High-current water electrolysis performance of metal phosphides grafted on porous 3D N-doped graphene prepared without using phosphine

Abstract

[EN] Development of efficient and stable electrodes for hydrogen and oxygen evolution from water constituted of abundant elements and prepared by sustainable and scalable procedures is of considerable importance for producing green hydrogen from renewable electricity. Herein, a method for the preparation of Ni2P, Fe2P, and FeP supported on N-doped graphene (NiP/NG and FeP/NG) is reported. The procedure uses metal salts, phosphorous oxide, and chitosan as precursors of metal phosphide and N-doped graphene, avoiding the use of undesirable and hazardous precursors, such as PH3 or NaH2PO2, and rendering a material with a strong metal phosphide-graphene interaction.

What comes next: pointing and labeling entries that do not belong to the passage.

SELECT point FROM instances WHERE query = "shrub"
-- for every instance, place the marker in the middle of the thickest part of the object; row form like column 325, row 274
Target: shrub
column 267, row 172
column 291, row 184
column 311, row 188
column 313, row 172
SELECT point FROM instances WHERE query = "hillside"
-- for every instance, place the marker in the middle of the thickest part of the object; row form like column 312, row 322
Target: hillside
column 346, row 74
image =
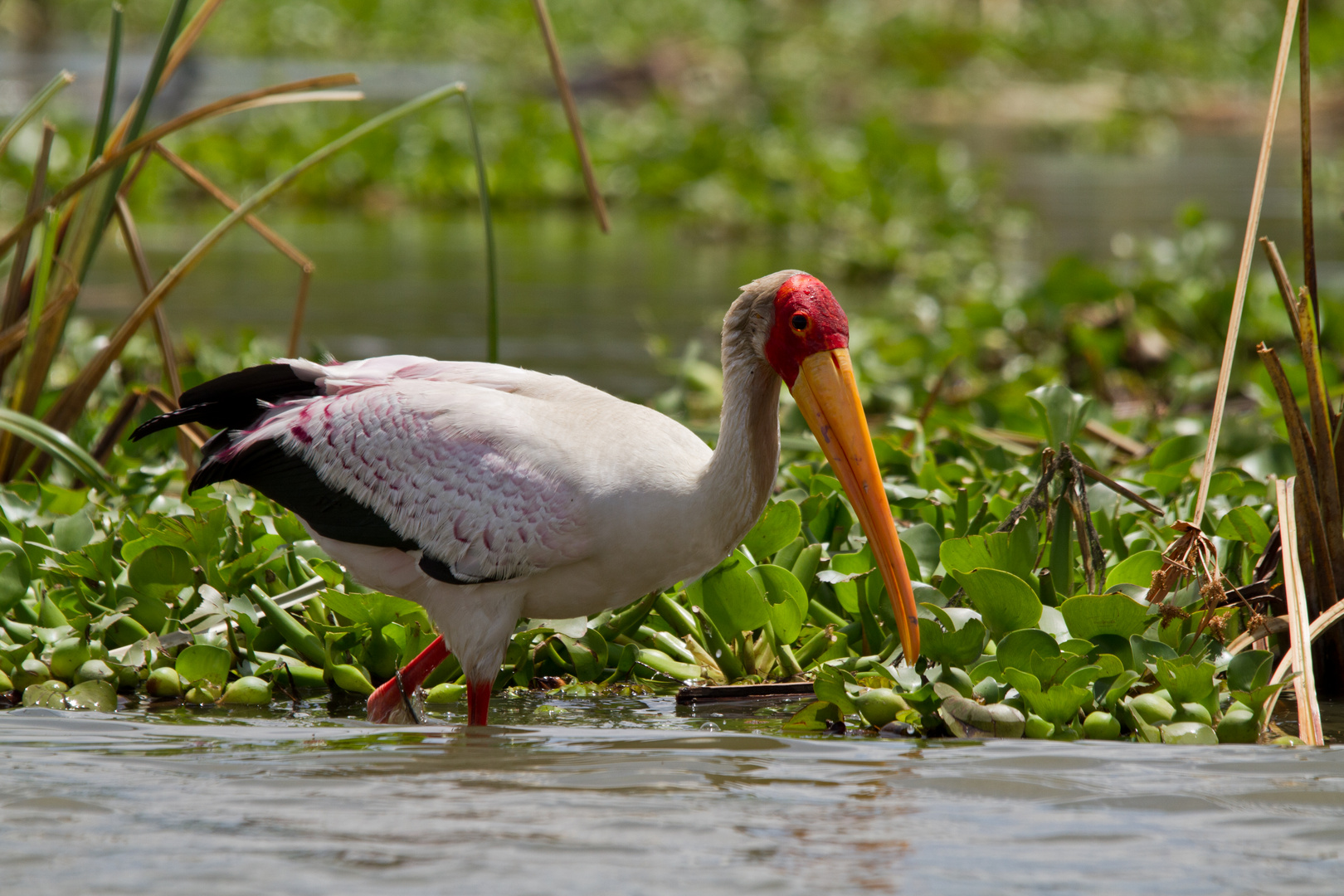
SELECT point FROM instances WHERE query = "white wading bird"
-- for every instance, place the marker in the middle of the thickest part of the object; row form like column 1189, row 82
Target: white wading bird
column 487, row 494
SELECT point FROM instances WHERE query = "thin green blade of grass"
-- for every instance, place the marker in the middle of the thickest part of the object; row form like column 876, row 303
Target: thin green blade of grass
column 89, row 240
column 73, row 399
column 238, row 102
column 492, row 299
column 11, row 309
column 34, row 106
column 572, row 112
column 60, row 446
column 110, row 86
column 1244, row 269
column 80, row 245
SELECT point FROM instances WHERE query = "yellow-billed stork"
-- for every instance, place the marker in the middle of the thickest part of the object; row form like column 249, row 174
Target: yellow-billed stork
column 487, row 494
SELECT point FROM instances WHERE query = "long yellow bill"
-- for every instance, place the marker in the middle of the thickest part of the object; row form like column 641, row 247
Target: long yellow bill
column 828, row 398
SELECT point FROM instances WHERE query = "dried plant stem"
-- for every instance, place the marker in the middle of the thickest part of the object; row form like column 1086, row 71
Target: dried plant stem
column 1285, row 286
column 1322, row 440
column 284, row 246
column 1304, row 73
column 240, row 102
column 54, row 86
column 71, row 405
column 1304, row 460
column 14, row 299
column 1298, row 631
column 163, row 334
column 572, row 113
column 1244, row 270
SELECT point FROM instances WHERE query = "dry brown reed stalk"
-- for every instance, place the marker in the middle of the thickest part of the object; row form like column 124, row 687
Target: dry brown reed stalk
column 11, row 309
column 283, row 246
column 1304, row 460
column 307, row 90
column 1244, row 265
column 69, row 406
column 1304, row 78
column 1298, row 631
column 1285, row 285
column 572, row 113
column 127, row 411
column 162, row 332
column 182, row 46
column 1131, row 446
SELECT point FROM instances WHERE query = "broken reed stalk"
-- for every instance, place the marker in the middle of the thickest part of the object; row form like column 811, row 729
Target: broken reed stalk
column 572, row 113
column 280, row 243
column 32, row 108
column 1285, row 285
column 1244, row 269
column 1298, row 631
column 1304, row 74
column 73, row 398
column 1304, row 458
column 1322, row 438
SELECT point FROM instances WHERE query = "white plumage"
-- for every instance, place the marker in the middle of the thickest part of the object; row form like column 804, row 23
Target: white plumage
column 485, row 492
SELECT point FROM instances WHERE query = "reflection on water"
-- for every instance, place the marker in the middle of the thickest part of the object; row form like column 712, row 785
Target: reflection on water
column 626, row 796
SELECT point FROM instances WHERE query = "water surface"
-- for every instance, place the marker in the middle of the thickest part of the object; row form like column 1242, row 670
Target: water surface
column 628, row 796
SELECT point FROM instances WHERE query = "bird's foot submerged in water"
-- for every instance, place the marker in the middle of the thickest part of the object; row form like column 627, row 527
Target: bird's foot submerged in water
column 401, row 700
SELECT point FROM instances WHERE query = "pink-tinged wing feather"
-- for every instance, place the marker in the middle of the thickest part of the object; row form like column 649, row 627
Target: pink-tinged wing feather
column 398, row 448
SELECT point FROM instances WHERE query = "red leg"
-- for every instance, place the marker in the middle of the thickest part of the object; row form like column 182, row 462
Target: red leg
column 479, row 702
column 388, row 704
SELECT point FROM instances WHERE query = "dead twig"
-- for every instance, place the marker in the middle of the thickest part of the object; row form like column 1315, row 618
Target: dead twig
column 572, row 113
column 284, row 246
column 1244, row 269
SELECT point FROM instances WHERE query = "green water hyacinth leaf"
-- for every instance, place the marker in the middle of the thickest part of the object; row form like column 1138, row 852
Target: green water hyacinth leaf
column 1137, row 568
column 1006, row 602
column 942, row 642
column 1244, row 524
column 205, row 663
column 73, row 533
column 777, row 527
column 1006, row 551
column 969, row 719
column 733, row 598
column 813, row 716
column 1090, row 616
column 1059, row 704
column 1186, row 680
column 15, row 574
column 1062, row 412
column 1250, row 670
column 158, row 571
column 830, row 687
column 1016, row 648
column 925, row 544
column 373, row 609
column 786, row 598
column 587, row 655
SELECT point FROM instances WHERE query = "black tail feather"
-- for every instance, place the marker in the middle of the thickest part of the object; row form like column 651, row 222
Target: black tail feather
column 233, row 401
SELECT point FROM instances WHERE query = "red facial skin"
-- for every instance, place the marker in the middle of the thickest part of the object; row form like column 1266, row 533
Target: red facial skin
column 824, row 325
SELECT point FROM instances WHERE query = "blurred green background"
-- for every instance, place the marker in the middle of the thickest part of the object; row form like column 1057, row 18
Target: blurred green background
column 1012, row 191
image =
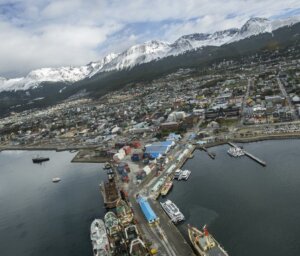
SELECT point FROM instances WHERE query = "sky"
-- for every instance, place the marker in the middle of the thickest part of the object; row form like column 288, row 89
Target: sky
column 54, row 33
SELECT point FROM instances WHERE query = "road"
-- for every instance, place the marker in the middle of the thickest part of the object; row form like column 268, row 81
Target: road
column 284, row 93
column 250, row 83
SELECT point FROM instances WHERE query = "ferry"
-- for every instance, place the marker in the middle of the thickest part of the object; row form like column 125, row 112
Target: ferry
column 166, row 188
column 184, row 175
column 235, row 152
column 172, row 211
column 124, row 212
column 99, row 239
column 38, row 160
column 177, row 173
column 204, row 243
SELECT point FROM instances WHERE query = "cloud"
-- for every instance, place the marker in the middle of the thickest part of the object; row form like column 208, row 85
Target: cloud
column 46, row 33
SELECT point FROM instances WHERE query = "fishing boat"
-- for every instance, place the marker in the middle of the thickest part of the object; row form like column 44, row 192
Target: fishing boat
column 112, row 223
column 99, row 239
column 204, row 243
column 138, row 248
column 131, row 233
column 184, row 175
column 114, row 231
column 172, row 211
column 177, row 173
column 166, row 188
column 56, row 179
column 124, row 213
column 38, row 159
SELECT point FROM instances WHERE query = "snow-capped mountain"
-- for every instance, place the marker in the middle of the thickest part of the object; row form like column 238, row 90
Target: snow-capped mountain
column 143, row 53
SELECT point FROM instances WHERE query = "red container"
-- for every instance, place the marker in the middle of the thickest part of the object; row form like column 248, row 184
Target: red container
column 127, row 150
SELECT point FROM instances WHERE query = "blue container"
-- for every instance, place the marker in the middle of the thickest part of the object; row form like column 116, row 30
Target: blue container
column 135, row 158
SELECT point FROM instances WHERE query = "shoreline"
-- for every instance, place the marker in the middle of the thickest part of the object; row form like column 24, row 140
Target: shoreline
column 253, row 139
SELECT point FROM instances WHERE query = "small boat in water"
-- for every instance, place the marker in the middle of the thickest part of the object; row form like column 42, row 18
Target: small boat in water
column 124, row 212
column 172, row 211
column 235, row 152
column 166, row 188
column 138, row 248
column 55, row 180
column 38, row 160
column 131, row 233
column 184, row 175
column 204, row 243
column 111, row 223
column 99, row 238
column 177, row 174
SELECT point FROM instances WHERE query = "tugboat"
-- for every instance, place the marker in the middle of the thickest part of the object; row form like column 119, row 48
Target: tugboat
column 124, row 213
column 204, row 243
column 172, row 211
column 99, row 239
column 38, row 159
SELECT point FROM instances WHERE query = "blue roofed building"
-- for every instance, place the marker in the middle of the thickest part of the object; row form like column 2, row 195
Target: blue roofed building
column 147, row 210
column 157, row 149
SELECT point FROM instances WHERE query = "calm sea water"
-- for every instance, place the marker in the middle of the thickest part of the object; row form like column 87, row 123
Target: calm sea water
column 250, row 209
column 38, row 217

Moreover, NiP/NG and FeP/NG electrodes are demonstrated to be more efficient than the benchmark catalysts Pt/C and RuO2, for hydrogen evolution reaction and oxygen evolution reaction, respectively, at a large current density (300 mA/cm(2)). In addition, water electrolysis was carried out using NiP/NG//FeP/NG electrodes, also demonstrating improved efficiency and stability compared with Pt/C//RuO2 at a current density (400 mA/cm(2)) near industrial requirements.